カインは内心、やれやれ、と呆れながら、無言でコーヒーを飲む。
「私に護衛を付けるって」
「へ?」
セシルの言葉に、カインとバートは同時に反応した。
「誰が誰に? 何をだって?」
「だーかーらー『キャロル』にSPを派遣するって。財団には優秀なSPがいるし、護衛も呼んだって言ったんだけど」
何が護衛だ。刺客のくせに。
そう言ってやろうとしてカインは言葉を飲み込んだ。
余計なことを言ってセシルを怒らせても得は無い。怖いだけだ。
本日何本目かの煙草に火をつけた。
「吸うか?」
カインの差し出した煙草を片手で制し、「No,Thank you.」と答えた。
「煙草は18歳の時に止めたわ」
そうでした。
カインは深く煙草を吸った。
初めて吸ったのは15歳のときだった。
まだノルウェーにいた頃、Dr.リースの懐からくすねた煙草に火をつけ、4人で回したことがあった。
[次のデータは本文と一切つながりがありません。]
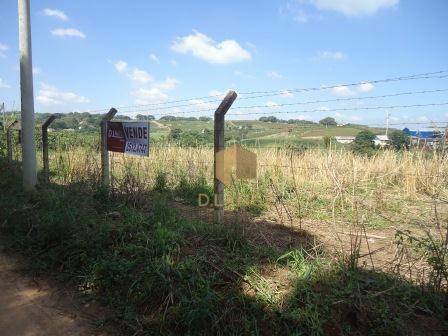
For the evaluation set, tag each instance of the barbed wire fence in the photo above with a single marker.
(186, 170)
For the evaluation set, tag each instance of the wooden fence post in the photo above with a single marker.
(45, 159)
(219, 146)
(105, 173)
(9, 139)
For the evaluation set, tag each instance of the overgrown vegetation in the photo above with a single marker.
(165, 274)
(296, 256)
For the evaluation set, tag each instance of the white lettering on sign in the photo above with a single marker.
(137, 138)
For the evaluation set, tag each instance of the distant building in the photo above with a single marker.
(345, 139)
(381, 140)
(425, 138)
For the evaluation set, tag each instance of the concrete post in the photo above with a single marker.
(29, 166)
(9, 130)
(45, 159)
(219, 146)
(105, 173)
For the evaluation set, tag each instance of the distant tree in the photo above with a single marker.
(269, 119)
(122, 117)
(175, 134)
(168, 118)
(399, 140)
(328, 121)
(364, 143)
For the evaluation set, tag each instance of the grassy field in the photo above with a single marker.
(264, 133)
(322, 242)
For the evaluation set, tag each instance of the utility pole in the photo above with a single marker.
(387, 123)
(29, 168)
(2, 109)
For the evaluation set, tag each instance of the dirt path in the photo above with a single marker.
(32, 308)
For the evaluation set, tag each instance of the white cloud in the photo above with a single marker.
(342, 91)
(202, 104)
(301, 17)
(274, 75)
(3, 49)
(354, 118)
(205, 48)
(216, 93)
(272, 104)
(149, 96)
(304, 117)
(287, 94)
(50, 95)
(3, 85)
(334, 55)
(148, 91)
(168, 84)
(365, 87)
(70, 32)
(121, 66)
(140, 76)
(244, 75)
(154, 57)
(56, 13)
(353, 7)
(251, 45)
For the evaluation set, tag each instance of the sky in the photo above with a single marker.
(141, 56)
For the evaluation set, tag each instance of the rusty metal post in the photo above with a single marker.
(45, 157)
(219, 146)
(105, 173)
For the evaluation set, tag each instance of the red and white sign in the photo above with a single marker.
(128, 137)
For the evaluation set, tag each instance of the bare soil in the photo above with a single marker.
(32, 307)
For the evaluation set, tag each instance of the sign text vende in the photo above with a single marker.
(128, 137)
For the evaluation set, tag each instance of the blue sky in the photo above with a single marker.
(92, 55)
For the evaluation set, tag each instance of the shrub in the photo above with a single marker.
(399, 140)
(364, 143)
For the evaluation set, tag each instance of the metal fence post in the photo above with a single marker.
(219, 146)
(105, 174)
(9, 139)
(45, 159)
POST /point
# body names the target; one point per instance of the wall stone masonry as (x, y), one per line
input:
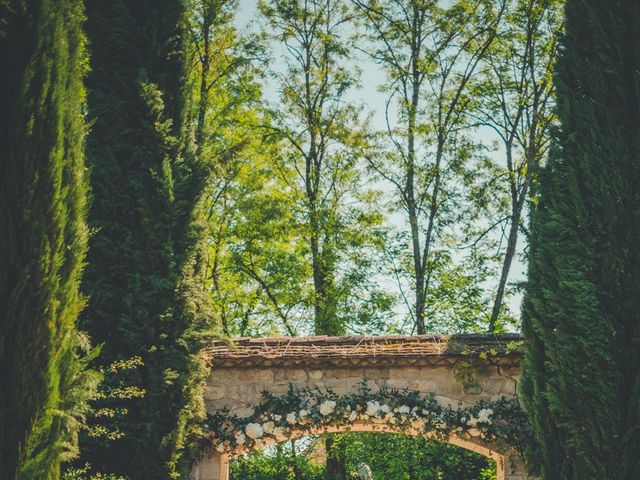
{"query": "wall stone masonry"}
(459, 369)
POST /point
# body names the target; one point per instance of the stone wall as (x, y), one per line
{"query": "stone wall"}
(237, 380)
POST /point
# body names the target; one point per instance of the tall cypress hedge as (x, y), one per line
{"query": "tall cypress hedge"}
(146, 304)
(43, 234)
(581, 380)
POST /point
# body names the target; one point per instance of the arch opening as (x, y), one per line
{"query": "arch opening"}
(216, 466)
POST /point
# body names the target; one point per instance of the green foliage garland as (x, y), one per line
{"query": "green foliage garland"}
(501, 423)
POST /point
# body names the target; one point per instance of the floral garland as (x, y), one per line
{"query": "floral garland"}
(501, 423)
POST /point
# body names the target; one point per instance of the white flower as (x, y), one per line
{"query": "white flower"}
(254, 430)
(472, 422)
(327, 407)
(240, 438)
(268, 427)
(418, 424)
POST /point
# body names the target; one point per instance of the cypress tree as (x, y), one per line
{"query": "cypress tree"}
(43, 234)
(145, 307)
(581, 379)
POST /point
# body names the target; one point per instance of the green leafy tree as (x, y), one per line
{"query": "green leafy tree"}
(147, 306)
(515, 99)
(581, 376)
(323, 143)
(43, 236)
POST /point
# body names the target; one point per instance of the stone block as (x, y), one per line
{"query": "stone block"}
(256, 375)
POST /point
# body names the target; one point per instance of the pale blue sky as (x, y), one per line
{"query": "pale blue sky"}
(367, 95)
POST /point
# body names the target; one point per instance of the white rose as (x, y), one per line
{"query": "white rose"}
(254, 430)
(327, 407)
(268, 427)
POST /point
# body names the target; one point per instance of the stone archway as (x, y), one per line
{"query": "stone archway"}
(459, 370)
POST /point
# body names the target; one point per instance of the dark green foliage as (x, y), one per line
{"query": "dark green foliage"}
(43, 235)
(285, 464)
(582, 314)
(145, 302)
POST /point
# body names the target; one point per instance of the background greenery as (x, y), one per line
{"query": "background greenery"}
(390, 457)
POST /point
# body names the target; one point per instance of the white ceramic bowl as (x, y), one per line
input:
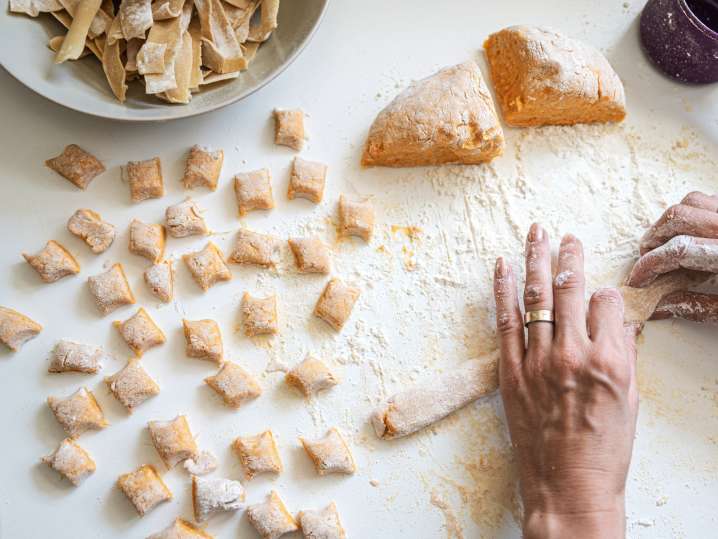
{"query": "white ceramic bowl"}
(81, 85)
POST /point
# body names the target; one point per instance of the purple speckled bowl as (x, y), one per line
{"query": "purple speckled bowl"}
(678, 42)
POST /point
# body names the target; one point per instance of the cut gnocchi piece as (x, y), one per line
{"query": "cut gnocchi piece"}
(207, 266)
(307, 180)
(70, 356)
(53, 263)
(16, 328)
(330, 454)
(185, 219)
(140, 332)
(234, 384)
(321, 523)
(202, 168)
(312, 255)
(271, 518)
(71, 462)
(253, 191)
(145, 179)
(110, 289)
(204, 340)
(289, 128)
(255, 248)
(258, 454)
(336, 303)
(76, 165)
(90, 228)
(132, 385)
(144, 488)
(173, 440)
(215, 494)
(78, 412)
(260, 315)
(147, 240)
(311, 376)
(160, 279)
(356, 217)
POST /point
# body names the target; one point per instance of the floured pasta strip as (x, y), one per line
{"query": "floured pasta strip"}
(16, 328)
(71, 356)
(321, 523)
(71, 462)
(144, 488)
(330, 454)
(78, 412)
(215, 494)
(89, 227)
(132, 385)
(271, 518)
(234, 384)
(258, 454)
(173, 440)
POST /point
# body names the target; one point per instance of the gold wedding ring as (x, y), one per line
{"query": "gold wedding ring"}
(541, 315)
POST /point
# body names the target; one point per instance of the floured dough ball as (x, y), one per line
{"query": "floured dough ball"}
(76, 165)
(258, 454)
(140, 332)
(78, 413)
(89, 227)
(271, 518)
(448, 117)
(542, 77)
(144, 488)
(202, 168)
(16, 328)
(110, 289)
(71, 462)
(234, 384)
(53, 263)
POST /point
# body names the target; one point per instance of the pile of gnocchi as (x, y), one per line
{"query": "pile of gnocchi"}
(132, 385)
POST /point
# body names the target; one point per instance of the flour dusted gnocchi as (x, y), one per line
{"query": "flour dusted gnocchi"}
(144, 488)
(235, 385)
(185, 219)
(140, 332)
(78, 412)
(16, 328)
(289, 128)
(215, 494)
(271, 518)
(311, 376)
(336, 303)
(110, 289)
(71, 461)
(311, 255)
(204, 340)
(307, 180)
(202, 168)
(145, 179)
(330, 454)
(207, 266)
(76, 165)
(173, 440)
(53, 263)
(253, 191)
(90, 228)
(260, 315)
(258, 454)
(132, 385)
(147, 240)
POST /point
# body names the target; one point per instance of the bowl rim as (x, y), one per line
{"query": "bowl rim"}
(187, 113)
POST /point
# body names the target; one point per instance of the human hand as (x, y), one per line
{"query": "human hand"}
(569, 393)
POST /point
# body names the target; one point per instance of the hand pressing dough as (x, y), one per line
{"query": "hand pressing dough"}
(544, 78)
(448, 117)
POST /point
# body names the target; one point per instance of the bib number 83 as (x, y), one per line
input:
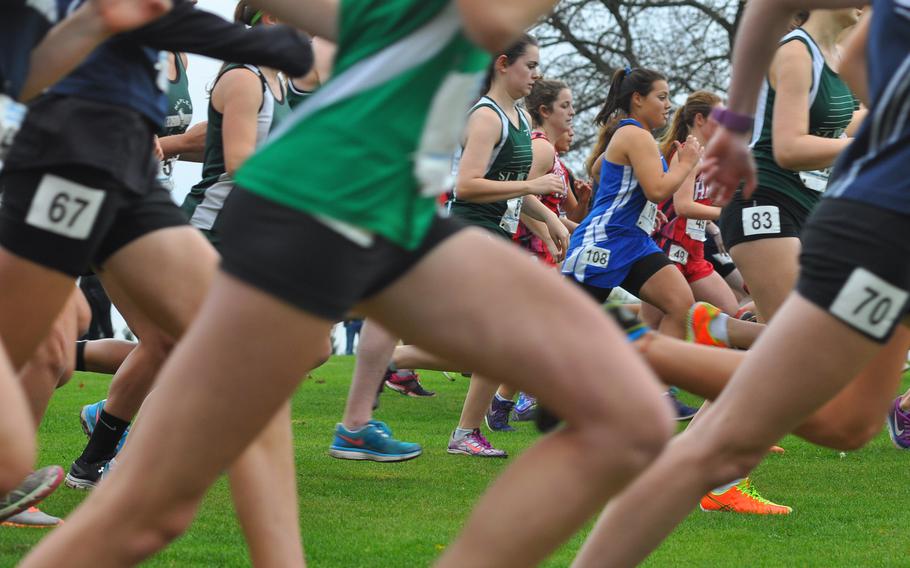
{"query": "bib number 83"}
(65, 207)
(761, 220)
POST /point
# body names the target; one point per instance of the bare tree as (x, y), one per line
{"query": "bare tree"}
(584, 41)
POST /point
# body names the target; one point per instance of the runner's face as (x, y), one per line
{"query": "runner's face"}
(655, 108)
(521, 75)
(560, 119)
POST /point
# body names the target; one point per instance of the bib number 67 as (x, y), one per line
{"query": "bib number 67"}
(65, 207)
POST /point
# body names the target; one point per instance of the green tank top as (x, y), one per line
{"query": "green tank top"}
(831, 107)
(179, 116)
(372, 149)
(511, 161)
(204, 202)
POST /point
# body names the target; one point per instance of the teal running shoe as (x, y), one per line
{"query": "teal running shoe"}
(88, 417)
(373, 442)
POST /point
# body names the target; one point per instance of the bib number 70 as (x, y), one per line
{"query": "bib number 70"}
(65, 207)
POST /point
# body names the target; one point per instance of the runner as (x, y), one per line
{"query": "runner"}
(847, 316)
(802, 113)
(633, 178)
(379, 231)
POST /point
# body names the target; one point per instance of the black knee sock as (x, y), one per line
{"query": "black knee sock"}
(103, 443)
(80, 355)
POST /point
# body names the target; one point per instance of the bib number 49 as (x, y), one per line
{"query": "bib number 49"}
(65, 207)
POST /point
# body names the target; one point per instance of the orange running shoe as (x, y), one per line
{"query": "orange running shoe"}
(698, 324)
(742, 498)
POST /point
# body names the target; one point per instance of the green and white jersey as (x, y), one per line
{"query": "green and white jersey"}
(511, 161)
(831, 107)
(371, 149)
(204, 202)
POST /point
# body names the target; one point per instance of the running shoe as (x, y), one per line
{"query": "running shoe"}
(31, 491)
(683, 411)
(497, 416)
(742, 498)
(899, 425)
(474, 444)
(85, 476)
(406, 384)
(698, 324)
(525, 408)
(32, 518)
(373, 442)
(88, 417)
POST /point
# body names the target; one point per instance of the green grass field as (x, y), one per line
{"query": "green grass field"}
(848, 511)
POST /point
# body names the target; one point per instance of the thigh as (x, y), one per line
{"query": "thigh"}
(147, 268)
(769, 268)
(495, 323)
(715, 290)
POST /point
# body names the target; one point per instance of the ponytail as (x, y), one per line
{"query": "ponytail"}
(623, 84)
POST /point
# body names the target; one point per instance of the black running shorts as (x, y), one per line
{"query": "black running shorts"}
(302, 260)
(855, 264)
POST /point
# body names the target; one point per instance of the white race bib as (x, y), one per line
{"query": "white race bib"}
(696, 229)
(592, 255)
(12, 114)
(512, 216)
(761, 220)
(869, 304)
(816, 180)
(648, 217)
(678, 254)
(65, 207)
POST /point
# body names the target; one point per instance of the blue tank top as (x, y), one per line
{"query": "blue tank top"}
(617, 230)
(874, 168)
(22, 27)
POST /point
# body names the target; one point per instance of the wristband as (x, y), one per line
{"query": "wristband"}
(735, 122)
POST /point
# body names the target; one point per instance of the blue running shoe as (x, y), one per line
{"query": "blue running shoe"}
(373, 442)
(525, 408)
(88, 417)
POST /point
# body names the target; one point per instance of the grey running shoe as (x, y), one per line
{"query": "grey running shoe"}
(32, 518)
(474, 444)
(31, 491)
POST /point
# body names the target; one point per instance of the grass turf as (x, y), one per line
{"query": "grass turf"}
(847, 509)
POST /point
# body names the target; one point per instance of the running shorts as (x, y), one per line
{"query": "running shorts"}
(768, 214)
(301, 260)
(855, 264)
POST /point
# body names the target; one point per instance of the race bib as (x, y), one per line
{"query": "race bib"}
(12, 114)
(723, 258)
(648, 218)
(512, 216)
(593, 255)
(696, 229)
(869, 304)
(678, 254)
(65, 207)
(761, 220)
(162, 67)
(816, 180)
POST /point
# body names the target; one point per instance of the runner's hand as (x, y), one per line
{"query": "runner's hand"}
(545, 185)
(122, 15)
(727, 162)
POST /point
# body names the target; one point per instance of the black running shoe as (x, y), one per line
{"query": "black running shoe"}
(85, 476)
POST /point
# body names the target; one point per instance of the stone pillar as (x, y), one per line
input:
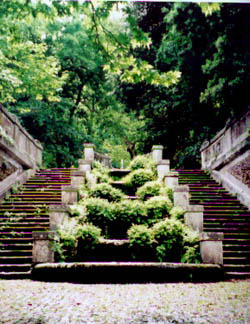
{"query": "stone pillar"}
(211, 247)
(181, 196)
(57, 216)
(77, 178)
(89, 151)
(69, 195)
(162, 168)
(194, 217)
(157, 151)
(171, 179)
(43, 247)
(85, 165)
(91, 179)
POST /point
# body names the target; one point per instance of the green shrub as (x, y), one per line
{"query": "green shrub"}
(88, 237)
(101, 172)
(141, 242)
(127, 213)
(158, 207)
(168, 192)
(106, 191)
(99, 212)
(149, 189)
(177, 213)
(142, 162)
(138, 178)
(168, 235)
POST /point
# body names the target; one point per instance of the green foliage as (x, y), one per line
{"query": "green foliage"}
(100, 172)
(100, 213)
(140, 242)
(158, 207)
(177, 213)
(138, 178)
(106, 191)
(168, 235)
(149, 189)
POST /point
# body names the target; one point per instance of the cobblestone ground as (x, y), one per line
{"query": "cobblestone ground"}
(29, 302)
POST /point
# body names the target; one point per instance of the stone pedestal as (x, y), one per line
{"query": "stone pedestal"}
(157, 151)
(85, 165)
(43, 247)
(162, 168)
(77, 178)
(89, 151)
(181, 196)
(91, 179)
(69, 195)
(171, 179)
(194, 217)
(211, 247)
(57, 216)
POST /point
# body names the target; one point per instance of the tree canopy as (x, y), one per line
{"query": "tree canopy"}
(122, 75)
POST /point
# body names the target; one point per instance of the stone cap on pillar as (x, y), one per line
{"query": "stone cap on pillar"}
(163, 162)
(82, 161)
(194, 208)
(69, 189)
(58, 208)
(77, 173)
(172, 174)
(157, 147)
(89, 145)
(211, 236)
(183, 188)
(49, 235)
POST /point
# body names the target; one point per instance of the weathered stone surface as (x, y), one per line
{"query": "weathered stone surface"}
(181, 196)
(89, 151)
(211, 247)
(57, 216)
(162, 168)
(171, 179)
(77, 178)
(69, 195)
(42, 247)
(194, 217)
(157, 151)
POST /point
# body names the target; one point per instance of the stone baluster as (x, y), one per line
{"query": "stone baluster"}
(43, 247)
(211, 247)
(171, 179)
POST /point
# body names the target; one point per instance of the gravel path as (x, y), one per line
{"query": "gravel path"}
(29, 302)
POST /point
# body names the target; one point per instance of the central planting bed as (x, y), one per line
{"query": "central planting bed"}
(126, 227)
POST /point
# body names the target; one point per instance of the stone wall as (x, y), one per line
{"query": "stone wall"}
(227, 157)
(20, 153)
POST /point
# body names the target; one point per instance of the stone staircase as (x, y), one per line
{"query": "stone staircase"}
(25, 212)
(222, 213)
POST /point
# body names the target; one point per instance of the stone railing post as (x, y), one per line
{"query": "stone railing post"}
(171, 179)
(69, 195)
(162, 168)
(89, 151)
(181, 196)
(77, 178)
(157, 151)
(211, 247)
(57, 216)
(85, 165)
(43, 247)
(194, 217)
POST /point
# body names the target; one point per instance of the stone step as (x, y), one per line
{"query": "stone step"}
(15, 260)
(25, 267)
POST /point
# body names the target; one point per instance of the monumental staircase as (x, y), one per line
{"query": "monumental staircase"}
(222, 213)
(23, 213)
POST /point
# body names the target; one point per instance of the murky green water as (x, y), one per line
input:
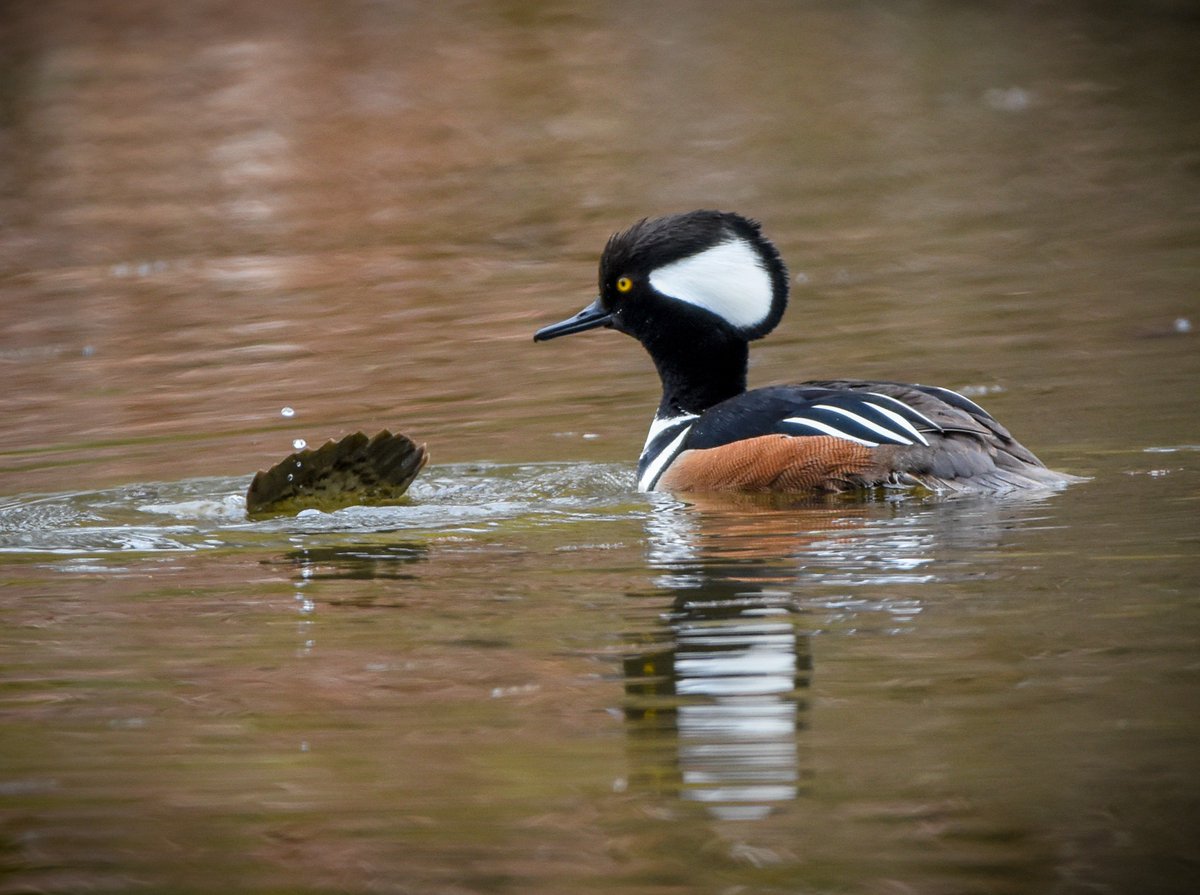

結局アイラは一口吸っただけで『味覚音痴になりそう』と言って2度目は吸わなかった。
残りを3人で吸ったあと、しばらくは手を出さなかった。
煙草に気が回らないほど、別のモノに依存していたからだ。
再び煙草を吸い出したのは18歳になる年の春。それほどキツいものではなく、軽いタイプしか口にしなかった。
量はどんどん増えた。
しかし、一時また煙草を止めた時期があった。
『彼女』と過ごしていた頃。煙や匂いを嫌う『彼女』のために我慢した。
たいてい禁煙は難しいというが、煙草以上に欲しくなるものがあれば簡単だった。
だが、今のカインに禁煙は必要なかった。
「また、この前会ったときより煙草の量が増えてるんじゃないの?」
「アイラと同じことを言わないでくれ」
セシルとアイラは会うたびに小言を言う。
まるで母親だ。
「で? 俺のことは良いんだよ。具体的に俺に何をやらせたいんだ?」
このカインの言葉で、セシルの表情は一変した。
少なくとも、バートの眼にはそう映った。
「・・・・・・それは」
セシルが口を開いた途端、バートの机の上にある内線電話のコール音がけたたましく鳴り響いた。
慌ててバートが受話器を取り上げる。
「はい。・・・なんですって? 今日レディはどなたともお会いしません。お引取り願って・・・え? ちょ・・・ちょっと待ってください!」
バートの声にセシルとカインは同時に彼を見た。
「どうしたの?」
セシルが椅子から立ち上がり、バートの背に触れた。
「今、ロビーから、大統領夫人のメッセンジャーを通した、と・・・」
「な、なんですって?」
「ほう、さすがファーストレディ。素晴らしい判断力と行動力だ。旦那よりも大統領に向いているんじゃないのか?」
軽口を叩いたカインはセシルの一瞥に肩を竦めた。
「俺はいない方が良さげだな?」
「構わないわ。追い返すだけだもの」
両腕を組んでセシルは仁王立ちしていた。バートが何か注意しているようだったが聞く耳持たない様子で無視している。
(バートも苦労しているな、ホントに)
空になったカップを元に戻してカインはエレベーターを見た。
視線をやるのと同時にエレベーターの到着を告げるチャイムが鳴った。
腰を上げ、カインは灰皿と煙草、ライターだけを持って階段に再度腰を落とした。
バートが扉の前に立った。
姿勢を正し、品の良い笑みを浮かべる。20歳の若造にできる技ではない。
「いらっしゃいませ」
エレベーターの扉が開くのと同時にバートは恭しく頭を下げた。